Sarah and Todd Palin’s decision to complete her recent pregnancy, despite advance notice that their baby Trig had Down syndrome, is hailed by many in the pro-life movement as walking the walk as well as talking the talk.
But a senior Canadian doctor is now expressing concerns that such a prominent public role model as the governor of Alaska and potential vice president of the United States completing a Down syndrome pregnancy may prompt other women to make the same decision against abortion because of that genetic abnormality. And thereby reduce the number of abortions.
Published reports in Canada say about 9 out of 10 women given a diagnosis of Down syndrome choose to terminate the pregnancy through abortion.

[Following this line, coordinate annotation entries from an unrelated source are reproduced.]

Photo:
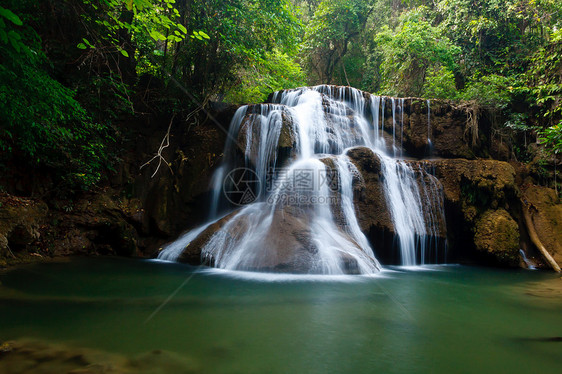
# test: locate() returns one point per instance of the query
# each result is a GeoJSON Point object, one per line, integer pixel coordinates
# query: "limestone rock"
{"type": "Point", "coordinates": [546, 212]}
{"type": "Point", "coordinates": [497, 235]}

Dr. Andre Lalonde, executive vice president of the Society of Obstetricians and Gynecologists in Ottawa, worries that Palin’s now renowned decision may cause abortions in Canada to decline as other women there and elsewhere opt to follow suit.

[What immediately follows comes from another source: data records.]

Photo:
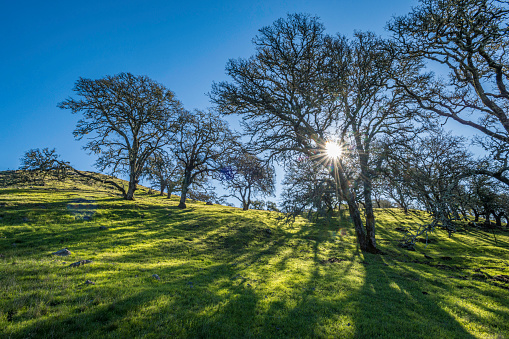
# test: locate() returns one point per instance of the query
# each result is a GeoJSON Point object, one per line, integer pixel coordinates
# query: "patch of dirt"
{"type": "Point", "coordinates": [445, 267]}
{"type": "Point", "coordinates": [501, 277]}
{"type": "Point", "coordinates": [331, 261]}
{"type": "Point", "coordinates": [80, 263]}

This sounds more like the abortion industry worrying over a declining demand than a physician caring for a patient. Parents of DS children manage to have fulfilling lives, and they would say because of their child and not despite the decision to give birth. The Palins do provide a role model in that manner, as do the millions of other parents with such children who get no special attention for their love and sacrifice.
What kind of doctor looks at this situation and says, “The worry is that this will have an implication for abortion issues in Canada”? Does the sight of a strong family represent that great a threat to the abortion industry in Canada or elsewhere? The SOGC tried recovering from this statement by insisting that doctors don’t push women carrying DS children into abortions, but a Down’s Syndrome support group says that’s simply false:
Members of Canada’s Down syndrome community say that many of the country’s medical professionals only give messages of fear to parents who learn their baby will be born with the genetic condition.
“It’s very dark,” said Krista Flint, executive director of the Canadian Down Syndrome Society. “They hear a lot about the medical conditions that are sometimes associated with Down syndrome. They hear about the burden … it places on children and a marriage. They hear about things like shortened life expectancy. They hear a lot about the challenges of a life with Down syndrome.”
Given Lalonde’s primary concern as stated by Lalonde himself, the fear seems to be that abortionists might have to deal with fewer customers.